Children with type A (the most severe form) fail to grow normally and have several neurologic problems. These children usually die by age 2 or 3.

Children with type B develop fatty growths in the skin, areas of dark pigmentation, and an enlarged liver, spleen, and lymph nodes. They may be intellectually disabled.

Children with type C develop symptoms during childhood, with seizures and neurologic deterioration. Type C is always fatal, and most children die before age 20.

Diagnosis of Niemann-Pick Disease

  • Prenatal screening tests

  • Newborn screening tests and/or biopsy of the liver

  • Blood and sometimes DNA tests

Before birth, Niemann-Pick disease types A and B can be diagnosed in the fetus by using the prenatal screening tests chorionic villus sampling or amniocentesis.

After birth, the diagnosis of Niemann-Pick disease types A and B may be diagnosed in some states by routine newborn screening tests. Newborn screening tests cannot be done for type C.

Doctors also measure levels of sphingomyelinase in white blood cells for types A and B. Genetic testing, which is used to determine whether a couple is at increased risk of having a baby with a hereditary genetic disorder, is also available for all three types.

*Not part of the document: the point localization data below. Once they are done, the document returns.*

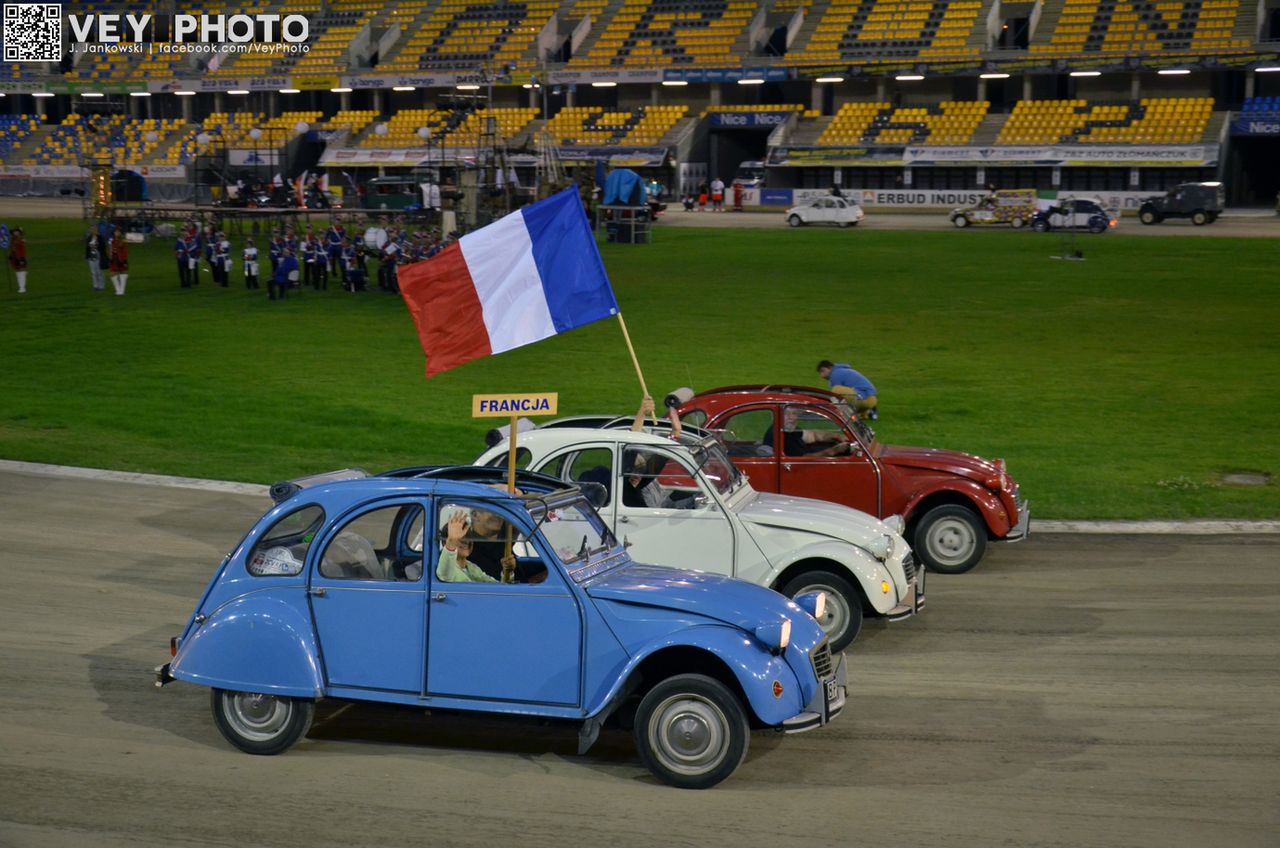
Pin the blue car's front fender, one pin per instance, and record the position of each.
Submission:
(754, 669)
(260, 642)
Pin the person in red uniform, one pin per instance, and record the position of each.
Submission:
(18, 259)
(119, 261)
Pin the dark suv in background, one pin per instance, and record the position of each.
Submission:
(1202, 203)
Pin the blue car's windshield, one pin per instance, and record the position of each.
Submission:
(576, 533)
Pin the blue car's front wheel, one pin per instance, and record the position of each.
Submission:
(261, 723)
(691, 732)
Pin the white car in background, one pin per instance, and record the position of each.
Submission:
(841, 212)
(709, 518)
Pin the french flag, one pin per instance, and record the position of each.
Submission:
(522, 278)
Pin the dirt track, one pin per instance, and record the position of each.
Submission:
(1072, 691)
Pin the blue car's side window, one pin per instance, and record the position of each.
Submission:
(472, 542)
(283, 548)
(368, 547)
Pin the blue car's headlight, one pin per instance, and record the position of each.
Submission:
(775, 636)
(813, 602)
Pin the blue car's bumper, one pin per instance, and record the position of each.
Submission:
(826, 705)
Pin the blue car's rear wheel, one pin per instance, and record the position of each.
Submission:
(261, 723)
(691, 732)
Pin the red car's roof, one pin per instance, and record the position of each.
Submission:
(767, 392)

Tests of DNA (the building blocks of genes) may be done to identify carriers. Carriers are people who have an abnormal gene for a disorder but who do not have symptoms or visible evidence of the disorder.

Treatment of Niemann-Pick Disease

  • Possible bone marrow transplantation, stem cell transplantation, and enzyme replacement

None of the types of Niemann-Pick disease can be cured, and children tend to die of infection or progressive dysfunction of the central nervous system (the brain and spinal cord).

Currently, some therapies that may slow or halt the progression of symptoms, such as bone marrow transplantation, stem cell transplantation, and enzyme replacement, are being studied.